My belief from some private discussions with certain examiners together with what is written and said at the annual Exam Review is that
a) there is no minimum quota for any question; the module is marked as a whole
b) Pass is about 50%, Credit about 65%, Distinction about 80% but NOT just done on arithmetical sum of individual marks, it will also be determined in how those marks are obtained. The more "patchy" the less likely that a particular numeric mark would be awarded the grade. Personally I feel that if you got very nearly full marks for two questions but did not attempt, or only got a very minimum mark on, the third then they would not award a Credit even if actually scored over the nominal threshold- you would have failed to show competence across the minimum range so I reckon they'd permit a Pass but no more. Similarly I do wonder what result you'd get if you got marks 21+15+3= 39; I suspect that this may not Pass, yet someone scoring 15+13+9 = 37 might.

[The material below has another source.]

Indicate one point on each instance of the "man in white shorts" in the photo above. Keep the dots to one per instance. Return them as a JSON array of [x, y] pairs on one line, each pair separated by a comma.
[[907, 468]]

It isn't therefore "cut and dry", but an overall assessment is made of how well the candidate has met the objective- as expressed by Jerry earlier.
c) I am sure that efforts are made to set an even standard across all modules; the examiners do tend to rotate around occasionally between the modules they mark which should stop any "drift" and they do discuss some marginal (that means any grade boundary) across the whole committee so that also engages the whole team.
Because of the relatively low numbers of both candidates and examiners, I think that there is probably a rather better consistency across the IRSE Exam than there would be across much larger public examinations.
(03-10-2011, 01:43 PM)Peter Wrote: (03-10-2011, 12:28 PM)vedprakash Wrote: Hi Peter
Could you please give a brief on passing criteria? Do we have to attain minimum passing marks in all 3 attempted questions or two questions written adequately are enough to fetch passing marks? What are the passing marks for different modules? For getting a Credit or distinction how much is the cutoff in different modules? Or is it same for all the modules, or does it change every year?
Looking forward to hearing from you.
Ved
Certainly in past years, the examiners have made it clear that is it the total of marks for the module as a whole. This does mean, in theory that you could nswer two questions very well and omit one and still pass.
The exam committee will never discuss the cut off point for Pass / Credit / distinction. I have hear the comment that a distinction requires "three good answers", so in common with other organisations scorings, you could infer from that you would be looking for 75% or above for a distinction. This would make it impossible to get a distinction on only two questions which fits with the ethos of the exam requring depth and breadth - you cannot expect the top marks if you are only very clever in a range so limited that you can only answer two questions out of the selection given.
I think the boundaries are generally consistenet across the modules.
Sorry I cannot be more definite, but the information is not in the public domain.